Dickens and Family

A discussion on the part that childhood and family play in two of Dickens later novels.

To discuss the part that children and families play in Dickens’ later novels is to discuss the novels virtually in their entirety. In fact, I believe it is a difficult task to discuss them in any other way, as this is such a strong theme in all Dickens’ novels. Dickens himself was a man who considered his life in terms of his family and was affected by his relationship to his parents, siblings, spouse and children to such an extent that it cannot be helped he transfer this to his work. In each novel he creates families of all kinds to allow himself to explore his own feelings. He creates families full of love, security and contentment as well as families with problems – ‘ideal’ families, families harbouring dark and dangerous secrets, characters who gravitate towards each other to create their own ‘family’ bonds and families who will never be resolved to each other. In all of these I think Dickens was playing with his own relationships and how he saw himself in context within the lives of those around him. He uses orphan children like Oliver Twist and Esther Summerson who are taken on by kind benefactors and given a life they truly deserve full of love, respect and education – a life he feels he was in some way entitled to rather than being sent off to the blacking factory by his parents. This is something he never got over and said himself,

“I felt as if my heart were rent. I prayed, when I went to bed that night, to be lifted out of the humiliation and neglect in which I was. I never suffered so much before.” (Kaplan 1988:43)
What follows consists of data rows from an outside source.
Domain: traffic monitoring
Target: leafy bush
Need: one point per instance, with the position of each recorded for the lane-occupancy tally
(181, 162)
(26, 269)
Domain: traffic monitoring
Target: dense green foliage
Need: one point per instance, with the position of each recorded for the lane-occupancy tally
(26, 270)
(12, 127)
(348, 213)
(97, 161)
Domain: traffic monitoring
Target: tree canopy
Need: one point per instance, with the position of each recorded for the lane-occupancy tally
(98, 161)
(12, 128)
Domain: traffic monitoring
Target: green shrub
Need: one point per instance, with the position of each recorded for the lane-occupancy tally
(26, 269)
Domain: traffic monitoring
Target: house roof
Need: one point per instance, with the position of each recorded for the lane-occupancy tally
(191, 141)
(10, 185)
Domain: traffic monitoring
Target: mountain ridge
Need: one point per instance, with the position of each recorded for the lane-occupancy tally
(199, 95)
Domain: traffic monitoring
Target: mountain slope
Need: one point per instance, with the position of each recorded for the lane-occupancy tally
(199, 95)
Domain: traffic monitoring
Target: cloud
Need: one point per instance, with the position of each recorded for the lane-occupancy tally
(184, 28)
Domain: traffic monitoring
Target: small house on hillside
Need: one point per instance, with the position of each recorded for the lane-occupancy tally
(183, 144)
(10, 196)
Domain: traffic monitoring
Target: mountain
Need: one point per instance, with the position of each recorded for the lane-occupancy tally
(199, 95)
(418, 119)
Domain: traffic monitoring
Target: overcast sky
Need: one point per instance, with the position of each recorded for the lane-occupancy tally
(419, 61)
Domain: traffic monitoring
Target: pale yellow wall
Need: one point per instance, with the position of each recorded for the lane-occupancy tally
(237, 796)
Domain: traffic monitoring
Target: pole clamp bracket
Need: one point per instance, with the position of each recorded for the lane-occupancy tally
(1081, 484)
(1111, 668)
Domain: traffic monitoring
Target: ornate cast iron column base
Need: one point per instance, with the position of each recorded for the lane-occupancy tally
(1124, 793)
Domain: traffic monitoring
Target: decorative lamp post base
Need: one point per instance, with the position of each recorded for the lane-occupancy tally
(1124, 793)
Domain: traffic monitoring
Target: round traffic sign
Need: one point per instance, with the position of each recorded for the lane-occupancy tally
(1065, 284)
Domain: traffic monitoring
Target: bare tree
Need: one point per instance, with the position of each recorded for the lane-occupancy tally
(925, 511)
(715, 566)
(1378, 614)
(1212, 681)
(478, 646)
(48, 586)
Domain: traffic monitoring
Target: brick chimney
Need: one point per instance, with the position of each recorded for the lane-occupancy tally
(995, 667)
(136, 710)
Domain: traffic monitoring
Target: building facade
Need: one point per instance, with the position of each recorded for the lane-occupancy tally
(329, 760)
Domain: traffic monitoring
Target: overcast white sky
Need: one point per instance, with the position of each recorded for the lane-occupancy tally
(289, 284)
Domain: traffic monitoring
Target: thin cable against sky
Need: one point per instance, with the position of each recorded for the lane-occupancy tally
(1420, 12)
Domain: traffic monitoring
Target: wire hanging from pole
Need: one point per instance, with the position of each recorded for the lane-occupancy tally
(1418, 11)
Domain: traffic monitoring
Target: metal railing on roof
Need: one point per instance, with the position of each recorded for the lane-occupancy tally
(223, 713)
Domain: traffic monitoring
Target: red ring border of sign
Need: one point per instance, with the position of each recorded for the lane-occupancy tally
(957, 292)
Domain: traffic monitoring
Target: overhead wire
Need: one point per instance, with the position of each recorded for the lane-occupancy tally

He uses groups of people thrown together not necessarily good for each other, such as Fagin’s gang, to explore what may have become of himself in this same situation. He uses husbands and wives estranged from each other by secrets and sadness, such as the Dedlock’s, to help him deal with his own marital problems, and marriages full of love and happiness, such as the Meagles’, to show him what a life he could have had if he had chosen better. ‘The family’ was the only thing that mattered at the time Dickens wrote these novels and to Dickens himself it defined his life. When speaking about his ever-growing brood of children he said:

“I am constantly reversing the Kings in the Fairy Tales, and importuning the Gods not to trouble themselves: being quite satisfied with what I have. But they are so generous when they do take a fancy to one!” (Kaplan 1988:158)

The novels I will be discussing in this context are Bleak House and Little Dorrit. Both of these novels have a strong sense of family, particularly in the sense of ‘children and parents’, and both have some unusual and interesting ideas of what families are about. Dickens stretches the idea of children and parents from a simple genetic relationship to an emotional tie between one person and another regardless of how they are related or indeed, whether they are at all.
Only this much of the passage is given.